India and Pakistan on Thursday signed a pact to open a land corridor between the two countries that will allow Indian pilgrims to visit Darbar Sahib Gurdwara in Kartarpur, in Narowal district of Pakistan, a move that is expected to boost people-to-people contact at a time of tense relations between the neighbours.
The signing of the pact caps months of negotiations between the two uneasy neighbours and was concluded despite spikes in tensions on two occasions, including the air raid by India on a terrorist training camp in Pakistan’s Balakot region in retaliation to the attack on a Central Reserve Police Force convoy in Pulwama that killed 40 security personnel.
Analysts say that the opening of the corridor could be leveraged to initiate talks between India and Pakistan.
The Kartarpur corridor connects the Darbar Sahib Gurdwara with the Dera Baba Nanak shrine in Gurdaspur district in India’s Punjab province, facilitating visa-free movement of Indian pilgrims who just need a permit to cross over to Pakistan.
The pact was signed by S.C.L. Das, joint secretary, internal security, in the Indian home ministry, and Mohammad Faisal, director general, South Asia, in the Pakistan foreign office. The pact was signed at the “zero line" on the border, indicating that both sides wanted to keep the signing low key.
The pact permits Indians and people of Indian origin to use the corridor to visit the shrine. The people need to carry their passports and a electronic travel authorization they receive if their registration for the pilgrimage is deemed successful. People of Indian origin holding the passport of another country will need to carry their Overseas Citizen of India card.
The corridor will be open from dawn to dusk and pilgrims travelling in the morning will have to return the same day. The corridor will be operational throughout the year, except on days notified in advance.
Pilgrims can travel as individuals or in groups. They can also travel by foot.

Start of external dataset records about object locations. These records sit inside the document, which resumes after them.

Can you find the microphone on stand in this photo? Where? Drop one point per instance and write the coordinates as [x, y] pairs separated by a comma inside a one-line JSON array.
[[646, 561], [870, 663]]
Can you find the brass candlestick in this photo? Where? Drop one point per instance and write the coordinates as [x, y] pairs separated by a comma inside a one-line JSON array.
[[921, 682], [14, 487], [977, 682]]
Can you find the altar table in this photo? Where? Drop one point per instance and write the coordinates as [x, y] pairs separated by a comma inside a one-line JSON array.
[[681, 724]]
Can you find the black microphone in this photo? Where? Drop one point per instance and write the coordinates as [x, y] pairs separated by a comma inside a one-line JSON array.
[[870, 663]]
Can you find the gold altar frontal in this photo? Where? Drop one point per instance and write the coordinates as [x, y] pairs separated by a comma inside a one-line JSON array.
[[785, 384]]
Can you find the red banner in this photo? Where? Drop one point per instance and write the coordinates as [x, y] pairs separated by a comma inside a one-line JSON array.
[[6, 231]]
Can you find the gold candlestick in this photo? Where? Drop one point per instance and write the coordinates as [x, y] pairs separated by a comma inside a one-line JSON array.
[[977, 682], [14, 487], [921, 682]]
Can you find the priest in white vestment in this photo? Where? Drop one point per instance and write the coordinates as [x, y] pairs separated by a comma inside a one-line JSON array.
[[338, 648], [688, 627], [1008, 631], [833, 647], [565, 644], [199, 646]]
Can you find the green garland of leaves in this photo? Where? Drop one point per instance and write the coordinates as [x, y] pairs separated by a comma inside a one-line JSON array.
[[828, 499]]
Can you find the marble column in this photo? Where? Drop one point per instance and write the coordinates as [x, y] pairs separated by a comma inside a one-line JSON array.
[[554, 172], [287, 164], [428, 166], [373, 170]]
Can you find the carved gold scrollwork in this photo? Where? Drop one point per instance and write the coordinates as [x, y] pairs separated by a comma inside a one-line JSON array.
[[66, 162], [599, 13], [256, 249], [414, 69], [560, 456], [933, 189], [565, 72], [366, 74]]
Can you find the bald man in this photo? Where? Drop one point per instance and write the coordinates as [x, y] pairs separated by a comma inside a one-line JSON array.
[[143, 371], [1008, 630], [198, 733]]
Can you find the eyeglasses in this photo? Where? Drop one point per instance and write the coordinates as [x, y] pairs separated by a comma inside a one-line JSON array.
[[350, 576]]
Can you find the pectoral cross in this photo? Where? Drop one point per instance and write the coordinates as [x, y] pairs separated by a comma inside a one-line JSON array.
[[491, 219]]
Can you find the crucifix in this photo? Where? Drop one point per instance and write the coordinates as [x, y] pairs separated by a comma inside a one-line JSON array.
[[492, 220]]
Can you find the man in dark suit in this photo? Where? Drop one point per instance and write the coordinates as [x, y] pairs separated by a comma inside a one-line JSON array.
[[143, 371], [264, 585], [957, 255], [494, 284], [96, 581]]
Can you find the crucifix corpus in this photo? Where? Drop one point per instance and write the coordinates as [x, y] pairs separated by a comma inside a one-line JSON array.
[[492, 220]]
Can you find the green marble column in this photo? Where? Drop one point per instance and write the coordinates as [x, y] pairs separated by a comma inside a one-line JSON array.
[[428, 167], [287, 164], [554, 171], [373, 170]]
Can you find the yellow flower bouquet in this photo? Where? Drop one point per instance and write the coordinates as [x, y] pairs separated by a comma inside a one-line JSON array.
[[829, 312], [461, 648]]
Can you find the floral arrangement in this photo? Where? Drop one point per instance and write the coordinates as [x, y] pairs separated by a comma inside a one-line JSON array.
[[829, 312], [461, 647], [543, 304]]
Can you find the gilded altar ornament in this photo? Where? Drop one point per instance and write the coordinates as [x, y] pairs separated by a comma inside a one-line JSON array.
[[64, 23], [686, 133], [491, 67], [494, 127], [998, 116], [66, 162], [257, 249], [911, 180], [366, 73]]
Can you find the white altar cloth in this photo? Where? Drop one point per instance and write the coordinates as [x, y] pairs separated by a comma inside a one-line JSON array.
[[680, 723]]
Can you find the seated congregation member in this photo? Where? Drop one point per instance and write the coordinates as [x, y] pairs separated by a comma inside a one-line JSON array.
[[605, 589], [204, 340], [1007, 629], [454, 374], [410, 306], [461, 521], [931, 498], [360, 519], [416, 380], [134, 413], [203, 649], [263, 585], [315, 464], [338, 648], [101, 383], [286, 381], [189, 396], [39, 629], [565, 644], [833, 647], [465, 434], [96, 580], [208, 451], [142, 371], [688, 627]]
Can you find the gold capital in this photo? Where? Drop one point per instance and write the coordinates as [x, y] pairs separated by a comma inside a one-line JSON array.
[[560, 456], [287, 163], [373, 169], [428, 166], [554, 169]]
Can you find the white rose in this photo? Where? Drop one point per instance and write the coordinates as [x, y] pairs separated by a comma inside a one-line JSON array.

India will send the list of pilgrims to Pakistan 10 days ahead of their travel dates. Confirmation will be sent to pilgrims four days before their departure dates. Pakistan has said it will make sufficient provision for community kitchens in the gurdwara and distribution of prasad.
India hopes Pakistan would drop its insistence on levying a $20 service charge per pilgrim per visit, according to Das. “This (charge) is not in consonance with the religious and spiritual sentiments of Indian pilgrims. India has shared its deep disappointment with Pakistan for its refusal to waive the fee," Das said. “However, in the interest of the pilgrims and timely operationalization of the Kartarpur Sahib Corridor before the 550th Prakash Purb (birth anniversary of the founder of Sikhism, Guru Nanak), India has agreed to sign the agreement," he said.